Considerando lo anterior, cabe preguntarse ¿qué pasaría si RN obtiene la mayoría necesaria para un gobierno de cohabitación? ¿Y si Marine Le Pen gana las elecciones presidenciales de 2027? Es importante tener en cuenta que, si bien este partido puede ubicarse en el espectro de la extrema derecha, sus postulados han ido mutando a lo largo del tiempo. Es decir, hoy por hoy están a años luz del viejo FN de Jean Marie Le Pen, e incluso su programa difiere sustancialmente hoy día de aquel que presentaron en 2017. Marine, y sobre todo su joven candidato Jordan Bardella, han ido lavándole la cara al partido de forma obstinada para hacerlo madurar y prepararlo para las responsabilidades de gobierno. Si en 2017 defendían un “Frexit” duro, hoy por hoy abogan por un incremento de las tensiones en diversas áreas, tales como inmigración, transición energética y competitividad. Por tanto, es previsible que, en caso de formarse un gobierno con un primer ministro de RN y una asamblea favorable, este se muestre altamente crítico con el proceso de integración europea, algo que la opinión pública francesa no vería con malos ojos, ya que es uno de los países donde el euroescepticismo ha calado más profundamente. Asuntos actuales como la Unión de Mercados de Capitales o el debate sobre la Autonomía Estratégica Europea podrían no solo ser boicoteados por un eventual gobierno de RN, sino que también existe la posibilidad de que sean archivados de nuevo. En particular, el partido de Le Pen ha destacado en su crítica al envío de armamento y apoyo económico, militar y logístico a Ucrania en su conflicto con Rusia, aprovechando un creciente malestar de la población respecto al papel de la UE y de cada uno de sus Estados en dicho conflicto.

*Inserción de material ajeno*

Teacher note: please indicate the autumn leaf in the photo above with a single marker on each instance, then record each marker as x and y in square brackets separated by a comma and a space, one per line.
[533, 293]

"Las consecuencias políticas y económicas serían significativas y marcarían un punto de inflexión para la extrema derecha europea, legitimando su posición a nivel continental al conquistar el poder en el país donde nació el proyecto europeo".

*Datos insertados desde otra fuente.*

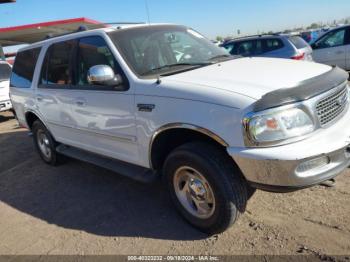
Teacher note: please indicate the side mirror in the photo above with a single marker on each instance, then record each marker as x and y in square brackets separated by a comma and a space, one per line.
[103, 75]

Uno podría argumentar que la llegada de Bardella al gobierno moderaría al partido y lo haría más 'sistémico', similar a lo que parece haber ocurrido con Meloni en Italia. Sin embargo, hay que tener varios factores en cuenta. En primer lugar, Marine Le Pen es plenamente consciente de los riesgos que implica ese alineamiento con el sistema, ya que podría llevar a la desmovilización de su electorado y perjudicarles en el futuro, como ocurrió con la derecha italiana en las municipales. Rassemblement National busca acceder al gobierno para, entre otras cosas, utilizarlo como plataforma que les catapulte a la presidencia de la República en 2027, su gran objetivo. Por tanto, renunciar a su programa implicaría un coste altísimo que seguramente no estén dispuestos a asumir, por lo que cabe esperar ciertos gestos a nivel económico de cara a la galería (apuesta por el proteccionismo, hostilidad hacia la firma de nuevos tratados comerciales, etc.) y un mayor inmovilismo europeo. Además, Francia no es Italia, Hungría o Polonia. Hablamos del país más importante de Europa Occidental en términos económicos, geopolíticos y militares. Durante la presidencia de Macron, Francia ha apostado claramente por una mayor integración europea (a pesar de las críticas recibidas) y se ha posicionado como líder en seguridad y estrategia dentro de la UE. La llegada de Marine Le Pen a la presidencia cambiaría radicalmente esta dinámica. Las consecuencias políticas y económicas serían significativas y marcarían un punto de inflexión para la extrema derecha europea, legitimando su posición a nivel continental al conquistar el poder en el país donde nació el proyecto europeo.